THE MOTHER OF
AUTHOR OF "A GROUP OF SCOTTISH WOMEN"
WITH TWENTY ILLUSTRATIONS
LITTLE, BROWN, & COMPANY
The history of England's Parliament is the history of the English people. To the latter it must consequently prove a source of never-failing interest. That it does so is clearly shown by the long list of writers who have sought and found inspiration in the subject. To add to their number may perhaps seem an unnecessary, even a superfluous, task. This volume may indeed be likened to that "Old Piece in a New Dress" to which Petyt compared his Lex Parliamentaria. "These things, men will say, have been done before; the same Matter, and much the same Form, are to be found in other Writers, and this is but to obtrude upon the World a vain Repetition of other men's observations." But although the frank use of secondhand matter cannot in this case be denied, it is to be hoped that even the oldest and most threadbare material may be woven into a fresh pattern, suitable to modern taste.
In these democratic days a seat in either House of Parliament is no longer the monopoly of a single privileged class: it lies within the reach of all who can afford the luxury of representing either themselves or their fellows at Westminster. It is therefore only natural that the interest in parliamentary affairs should be more widely disseminated to-day than ever. It does not confine itself to actual or potential members of both Houses, but is to be found in the bosom of the humblest constituent, and even of that shadowy individual vaguely referred to as the Man in the Street. Though, however, the interest in Parliament is widespread, a knowledge of parliamentary forms, of the actual conduct of business in either House, of the working of the parliamentary machine, is less universal.

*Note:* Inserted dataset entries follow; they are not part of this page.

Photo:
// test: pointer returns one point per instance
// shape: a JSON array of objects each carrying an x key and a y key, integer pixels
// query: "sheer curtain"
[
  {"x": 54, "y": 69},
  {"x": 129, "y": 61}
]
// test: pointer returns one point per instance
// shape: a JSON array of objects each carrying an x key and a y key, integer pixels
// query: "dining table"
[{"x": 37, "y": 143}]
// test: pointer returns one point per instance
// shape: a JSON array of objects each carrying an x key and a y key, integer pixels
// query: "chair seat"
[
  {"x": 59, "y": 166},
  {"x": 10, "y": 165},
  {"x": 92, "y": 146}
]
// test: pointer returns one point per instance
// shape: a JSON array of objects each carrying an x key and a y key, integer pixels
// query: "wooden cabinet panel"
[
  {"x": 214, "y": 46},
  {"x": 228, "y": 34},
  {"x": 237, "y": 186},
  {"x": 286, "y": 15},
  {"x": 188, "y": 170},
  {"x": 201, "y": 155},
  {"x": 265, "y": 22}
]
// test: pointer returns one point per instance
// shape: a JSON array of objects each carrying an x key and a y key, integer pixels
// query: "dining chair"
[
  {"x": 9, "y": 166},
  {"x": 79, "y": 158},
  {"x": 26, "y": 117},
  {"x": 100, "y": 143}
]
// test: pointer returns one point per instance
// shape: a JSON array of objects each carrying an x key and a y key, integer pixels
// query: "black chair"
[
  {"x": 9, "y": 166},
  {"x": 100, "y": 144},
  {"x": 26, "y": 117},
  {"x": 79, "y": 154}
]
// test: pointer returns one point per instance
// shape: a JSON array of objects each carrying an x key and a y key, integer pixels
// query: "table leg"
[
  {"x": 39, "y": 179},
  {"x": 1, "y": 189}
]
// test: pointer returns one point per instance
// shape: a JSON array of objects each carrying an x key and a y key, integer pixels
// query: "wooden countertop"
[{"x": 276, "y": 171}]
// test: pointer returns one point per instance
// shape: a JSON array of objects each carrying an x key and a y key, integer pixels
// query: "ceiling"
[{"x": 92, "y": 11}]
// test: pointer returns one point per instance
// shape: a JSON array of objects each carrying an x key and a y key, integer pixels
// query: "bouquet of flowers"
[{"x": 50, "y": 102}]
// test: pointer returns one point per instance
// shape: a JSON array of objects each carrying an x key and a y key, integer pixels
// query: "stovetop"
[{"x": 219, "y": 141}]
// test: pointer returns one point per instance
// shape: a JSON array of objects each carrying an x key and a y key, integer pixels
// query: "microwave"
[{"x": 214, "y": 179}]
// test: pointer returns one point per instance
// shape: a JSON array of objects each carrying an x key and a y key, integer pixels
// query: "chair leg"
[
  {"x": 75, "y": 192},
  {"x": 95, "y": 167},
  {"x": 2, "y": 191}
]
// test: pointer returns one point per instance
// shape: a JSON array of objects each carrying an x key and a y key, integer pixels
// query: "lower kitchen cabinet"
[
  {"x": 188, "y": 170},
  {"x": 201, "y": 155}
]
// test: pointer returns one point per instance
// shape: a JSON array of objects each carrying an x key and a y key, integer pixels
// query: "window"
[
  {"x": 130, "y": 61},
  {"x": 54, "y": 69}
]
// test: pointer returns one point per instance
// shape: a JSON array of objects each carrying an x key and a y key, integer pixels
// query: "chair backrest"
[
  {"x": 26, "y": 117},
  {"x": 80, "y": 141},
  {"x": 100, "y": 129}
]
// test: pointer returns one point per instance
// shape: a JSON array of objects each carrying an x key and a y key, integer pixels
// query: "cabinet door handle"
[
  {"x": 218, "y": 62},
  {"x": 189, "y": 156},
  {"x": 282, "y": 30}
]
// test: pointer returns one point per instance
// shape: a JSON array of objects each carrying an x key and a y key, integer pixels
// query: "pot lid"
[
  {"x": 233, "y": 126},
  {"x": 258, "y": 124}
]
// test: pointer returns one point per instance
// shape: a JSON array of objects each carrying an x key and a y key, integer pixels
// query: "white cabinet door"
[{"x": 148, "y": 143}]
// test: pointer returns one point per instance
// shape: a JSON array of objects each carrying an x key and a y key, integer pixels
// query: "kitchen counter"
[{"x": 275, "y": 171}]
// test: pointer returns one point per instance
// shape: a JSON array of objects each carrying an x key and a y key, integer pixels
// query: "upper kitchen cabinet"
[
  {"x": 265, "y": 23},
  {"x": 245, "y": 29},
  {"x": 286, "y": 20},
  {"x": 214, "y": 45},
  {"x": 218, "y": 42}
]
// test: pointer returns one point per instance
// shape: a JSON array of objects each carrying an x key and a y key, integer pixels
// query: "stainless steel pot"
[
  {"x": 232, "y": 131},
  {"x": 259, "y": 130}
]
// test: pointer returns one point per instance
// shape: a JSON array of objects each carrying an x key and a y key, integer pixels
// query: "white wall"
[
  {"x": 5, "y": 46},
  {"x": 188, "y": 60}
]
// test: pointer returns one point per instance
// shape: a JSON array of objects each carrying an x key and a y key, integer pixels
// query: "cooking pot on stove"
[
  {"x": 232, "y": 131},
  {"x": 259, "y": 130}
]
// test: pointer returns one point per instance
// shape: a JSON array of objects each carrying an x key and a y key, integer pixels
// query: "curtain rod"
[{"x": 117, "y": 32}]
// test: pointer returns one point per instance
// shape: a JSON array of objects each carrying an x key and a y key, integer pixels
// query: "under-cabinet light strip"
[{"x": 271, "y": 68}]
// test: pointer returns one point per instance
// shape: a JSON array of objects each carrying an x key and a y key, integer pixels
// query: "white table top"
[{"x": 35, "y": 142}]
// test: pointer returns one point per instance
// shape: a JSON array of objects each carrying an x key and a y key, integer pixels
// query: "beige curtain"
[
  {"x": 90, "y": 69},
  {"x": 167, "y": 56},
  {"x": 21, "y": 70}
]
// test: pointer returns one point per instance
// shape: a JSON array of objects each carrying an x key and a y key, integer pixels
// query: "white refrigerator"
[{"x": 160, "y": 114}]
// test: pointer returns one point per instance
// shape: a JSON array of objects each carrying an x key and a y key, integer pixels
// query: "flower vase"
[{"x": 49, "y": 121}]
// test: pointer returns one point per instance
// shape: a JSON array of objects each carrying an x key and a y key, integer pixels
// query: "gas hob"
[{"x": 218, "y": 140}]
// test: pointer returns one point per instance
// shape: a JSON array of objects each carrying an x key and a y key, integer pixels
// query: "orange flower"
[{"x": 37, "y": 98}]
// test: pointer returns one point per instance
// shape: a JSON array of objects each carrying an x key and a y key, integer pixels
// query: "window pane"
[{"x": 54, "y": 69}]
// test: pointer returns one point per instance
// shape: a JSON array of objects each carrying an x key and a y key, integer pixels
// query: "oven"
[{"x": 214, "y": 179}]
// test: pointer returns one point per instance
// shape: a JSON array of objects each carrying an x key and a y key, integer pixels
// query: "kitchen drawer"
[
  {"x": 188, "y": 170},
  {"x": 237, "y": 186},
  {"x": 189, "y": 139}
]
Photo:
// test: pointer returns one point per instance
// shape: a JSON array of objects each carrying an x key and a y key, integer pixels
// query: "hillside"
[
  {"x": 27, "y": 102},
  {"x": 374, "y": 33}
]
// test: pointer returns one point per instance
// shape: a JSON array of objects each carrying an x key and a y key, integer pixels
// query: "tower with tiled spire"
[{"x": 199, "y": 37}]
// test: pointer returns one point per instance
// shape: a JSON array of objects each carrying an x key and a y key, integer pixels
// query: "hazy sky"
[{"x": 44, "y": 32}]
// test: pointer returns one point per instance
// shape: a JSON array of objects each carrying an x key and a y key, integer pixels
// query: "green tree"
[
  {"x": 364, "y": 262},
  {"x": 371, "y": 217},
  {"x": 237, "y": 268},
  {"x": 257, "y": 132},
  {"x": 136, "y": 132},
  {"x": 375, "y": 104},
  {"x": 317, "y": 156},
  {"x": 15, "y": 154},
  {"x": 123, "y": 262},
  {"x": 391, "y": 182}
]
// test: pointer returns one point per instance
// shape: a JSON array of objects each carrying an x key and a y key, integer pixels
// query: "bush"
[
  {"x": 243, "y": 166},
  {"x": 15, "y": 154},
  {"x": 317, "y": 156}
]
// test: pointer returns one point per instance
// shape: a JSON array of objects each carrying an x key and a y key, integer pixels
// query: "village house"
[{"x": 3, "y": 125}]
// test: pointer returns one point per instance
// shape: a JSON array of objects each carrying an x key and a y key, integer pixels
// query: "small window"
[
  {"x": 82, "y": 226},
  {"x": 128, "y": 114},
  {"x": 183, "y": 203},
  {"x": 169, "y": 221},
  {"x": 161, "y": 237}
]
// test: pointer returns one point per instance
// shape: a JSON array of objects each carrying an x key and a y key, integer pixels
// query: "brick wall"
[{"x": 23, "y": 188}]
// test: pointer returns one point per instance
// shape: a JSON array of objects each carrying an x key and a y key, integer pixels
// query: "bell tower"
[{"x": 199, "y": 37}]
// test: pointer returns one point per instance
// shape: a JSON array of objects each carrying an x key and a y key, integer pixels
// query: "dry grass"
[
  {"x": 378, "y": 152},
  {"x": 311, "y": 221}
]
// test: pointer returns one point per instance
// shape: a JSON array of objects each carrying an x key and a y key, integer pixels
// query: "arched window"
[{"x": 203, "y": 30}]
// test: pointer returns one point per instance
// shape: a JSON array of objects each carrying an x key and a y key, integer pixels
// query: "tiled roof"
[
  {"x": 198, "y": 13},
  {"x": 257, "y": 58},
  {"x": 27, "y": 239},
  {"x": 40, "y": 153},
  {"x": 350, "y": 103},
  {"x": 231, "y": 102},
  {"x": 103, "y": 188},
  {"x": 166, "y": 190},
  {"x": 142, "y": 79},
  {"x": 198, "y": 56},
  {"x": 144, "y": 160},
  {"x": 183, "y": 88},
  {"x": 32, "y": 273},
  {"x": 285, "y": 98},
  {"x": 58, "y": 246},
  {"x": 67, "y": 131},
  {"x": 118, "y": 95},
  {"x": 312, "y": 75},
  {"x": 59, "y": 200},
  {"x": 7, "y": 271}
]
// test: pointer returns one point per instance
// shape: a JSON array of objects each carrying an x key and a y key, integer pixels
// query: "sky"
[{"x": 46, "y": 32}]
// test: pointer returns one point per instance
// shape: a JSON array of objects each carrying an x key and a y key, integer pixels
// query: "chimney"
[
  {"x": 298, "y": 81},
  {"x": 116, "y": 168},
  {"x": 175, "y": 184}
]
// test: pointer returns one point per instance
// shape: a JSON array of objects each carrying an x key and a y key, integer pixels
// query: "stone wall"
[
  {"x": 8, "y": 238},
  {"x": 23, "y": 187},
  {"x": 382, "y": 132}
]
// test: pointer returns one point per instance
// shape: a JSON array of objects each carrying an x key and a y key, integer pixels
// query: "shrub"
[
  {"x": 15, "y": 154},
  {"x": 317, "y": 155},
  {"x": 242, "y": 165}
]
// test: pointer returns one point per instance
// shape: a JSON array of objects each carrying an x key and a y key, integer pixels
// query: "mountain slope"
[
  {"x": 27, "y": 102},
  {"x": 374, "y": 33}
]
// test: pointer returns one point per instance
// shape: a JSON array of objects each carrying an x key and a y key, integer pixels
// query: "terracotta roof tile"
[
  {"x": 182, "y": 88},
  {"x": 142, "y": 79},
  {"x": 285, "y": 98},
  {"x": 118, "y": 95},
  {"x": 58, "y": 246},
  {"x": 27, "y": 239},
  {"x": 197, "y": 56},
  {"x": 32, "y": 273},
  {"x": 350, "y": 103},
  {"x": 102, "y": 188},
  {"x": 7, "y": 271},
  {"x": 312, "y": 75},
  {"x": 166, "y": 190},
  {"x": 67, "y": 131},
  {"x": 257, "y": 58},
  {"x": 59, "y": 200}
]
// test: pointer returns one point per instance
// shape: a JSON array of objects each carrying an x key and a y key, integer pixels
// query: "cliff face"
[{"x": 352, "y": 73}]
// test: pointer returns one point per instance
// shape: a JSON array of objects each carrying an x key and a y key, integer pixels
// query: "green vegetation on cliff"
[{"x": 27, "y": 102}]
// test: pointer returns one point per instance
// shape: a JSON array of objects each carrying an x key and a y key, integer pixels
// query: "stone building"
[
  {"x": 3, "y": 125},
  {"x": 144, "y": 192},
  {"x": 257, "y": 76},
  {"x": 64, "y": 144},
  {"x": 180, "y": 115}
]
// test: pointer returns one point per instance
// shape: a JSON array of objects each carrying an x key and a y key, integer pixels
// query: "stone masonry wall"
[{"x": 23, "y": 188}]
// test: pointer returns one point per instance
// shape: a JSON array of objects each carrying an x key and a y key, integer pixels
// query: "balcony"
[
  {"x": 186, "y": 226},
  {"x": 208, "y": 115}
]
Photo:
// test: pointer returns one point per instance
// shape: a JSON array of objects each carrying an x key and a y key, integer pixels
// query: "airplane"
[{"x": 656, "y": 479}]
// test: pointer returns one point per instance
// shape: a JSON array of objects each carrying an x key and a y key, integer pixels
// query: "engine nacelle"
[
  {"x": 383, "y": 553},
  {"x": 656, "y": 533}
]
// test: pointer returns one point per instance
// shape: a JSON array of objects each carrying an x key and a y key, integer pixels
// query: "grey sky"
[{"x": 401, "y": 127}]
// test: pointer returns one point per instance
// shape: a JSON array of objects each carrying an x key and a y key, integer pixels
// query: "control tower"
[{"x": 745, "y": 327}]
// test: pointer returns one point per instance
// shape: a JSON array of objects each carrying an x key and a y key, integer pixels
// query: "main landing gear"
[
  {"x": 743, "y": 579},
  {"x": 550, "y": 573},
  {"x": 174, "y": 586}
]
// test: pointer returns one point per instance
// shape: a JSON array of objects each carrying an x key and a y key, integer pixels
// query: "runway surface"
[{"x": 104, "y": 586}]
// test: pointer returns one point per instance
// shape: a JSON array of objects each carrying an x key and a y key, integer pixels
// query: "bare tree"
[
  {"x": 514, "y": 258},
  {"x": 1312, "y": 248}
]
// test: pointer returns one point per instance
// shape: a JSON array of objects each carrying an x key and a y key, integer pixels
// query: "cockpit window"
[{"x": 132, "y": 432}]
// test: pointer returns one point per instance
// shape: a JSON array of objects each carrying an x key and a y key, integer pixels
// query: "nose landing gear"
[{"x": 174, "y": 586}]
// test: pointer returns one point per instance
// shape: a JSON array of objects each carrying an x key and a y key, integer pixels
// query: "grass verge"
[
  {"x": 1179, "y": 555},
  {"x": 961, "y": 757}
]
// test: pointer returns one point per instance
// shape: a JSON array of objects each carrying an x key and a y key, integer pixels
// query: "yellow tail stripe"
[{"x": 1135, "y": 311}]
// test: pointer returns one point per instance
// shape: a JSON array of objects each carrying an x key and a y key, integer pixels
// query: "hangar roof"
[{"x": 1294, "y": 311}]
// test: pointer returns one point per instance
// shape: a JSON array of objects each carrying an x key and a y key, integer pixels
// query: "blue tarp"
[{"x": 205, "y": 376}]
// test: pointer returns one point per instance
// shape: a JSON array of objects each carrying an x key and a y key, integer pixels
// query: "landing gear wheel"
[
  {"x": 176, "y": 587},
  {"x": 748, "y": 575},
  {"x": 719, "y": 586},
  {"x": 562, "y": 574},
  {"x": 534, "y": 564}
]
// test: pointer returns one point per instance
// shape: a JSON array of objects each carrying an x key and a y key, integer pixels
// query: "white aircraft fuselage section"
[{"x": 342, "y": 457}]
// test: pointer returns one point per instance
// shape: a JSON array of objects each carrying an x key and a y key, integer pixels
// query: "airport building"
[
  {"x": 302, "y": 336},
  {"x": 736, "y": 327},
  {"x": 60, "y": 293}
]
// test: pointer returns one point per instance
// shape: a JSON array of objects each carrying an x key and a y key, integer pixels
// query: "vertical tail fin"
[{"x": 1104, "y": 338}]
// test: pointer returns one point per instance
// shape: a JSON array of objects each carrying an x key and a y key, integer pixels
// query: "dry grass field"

At the present time the sources of information open to the student of parliamentary history may roughly be regarded as twofold. For the earnest scholar, desirous of examining the basis and groundwork of the Constitution, the birth and growth of Parliament, the gradual extension and development of its power, its privileges and procedure, the writings of all the great English historians, and of such parliamentary experts as Hatsell, May, Palgrave, Sir William Anson, Sir Courtenay Ilbert and Professor Redlich, provide a rich mine of information. That more considerable section of the reading public which seeks to be entertained rather than instructed, can have its needs supplied by less technical but no less able parliamentary writers—Sir Henry W. Lucy, Mr. T. P. O'Connor, Mr. MacDonagh—none of whom, as a rule, attempts to do more than touch lightly upon fundamental Constitutional questions.
The idea of combining instruction with amusement is one from which every normal-minded being naturally shrinks: the attempt generally results in the failure either to inform or entertain. There does, however, seem to be room for a volume on the subject of Parliament which shall be sufficiently instructive to appeal to the student, and yet not so technical as to alarm or repel the general reader. It is with the object of supplying the need for such a book that the following pages have been written.
An endeavour to satisfy the tastes of every class of reader and at the same time to cover the whole field of parliamentary history within the limits of a single volume, must necessarily lead to many errors of admission as well as of omission. The material at the disposal of the author is so vast, and the difficulties of rejection and selection are equally formidable. Much of the information given must perforce be so familiar as to appear almost hackneyed. Many of the stories with which these pages are sprinkled bear upon them the imprint of extreme old age; they are grey with the cobwebs of antiquity. But while the epigram of the past is too often the commonplace of the present, the witty anecdote of one generation, which seems to another to plumb the uttermost abysses of fatuity, may yet survive to be considered a brilliant example of humour by a third. The reader, therefore, who recognises old favourites scattered here and there about the letterpress, will deride or tolerate them in accordance with the respect or contempt that he entertains for the antique.
I cannot lay claim to the possession of expert parliamentary knowledge, though perhaps, after close upon fifteen years' residence within the precincts of the Palace of Westminster, I may have acquired a certain intimacy with the life and habits of the Mother of Parliaments. For my facts I have to a great extent relied upon the researches of numerous parliamentary writers, past and present, to whom I have endeavoured to express my indebtedness, not only in copious footnotes, but also in the complete list of all sources of information given at the end of this volume. I wish to express my thanks to the many friends and acquaintances who have so kindly assisted me with their counsel and encouragement; to Mr. Kenyon, Mr. Sidney Colvin and the officials of the Print Room and Reading Room at the British Museum; to Sir Alfred Scott-Gatty, Garter King-at-Arms; to Mr. Edmund Gosse, Librarian of the House of Lords, and other officers of both Houses. My thanks are particularly due to Sir Henry Graham, Clerk of the Parliaments, who placed his unique parliamentary experience at my disposal, and whose invaluable advice and assistance have so greatly tended to lighten and facilitate my literary labours.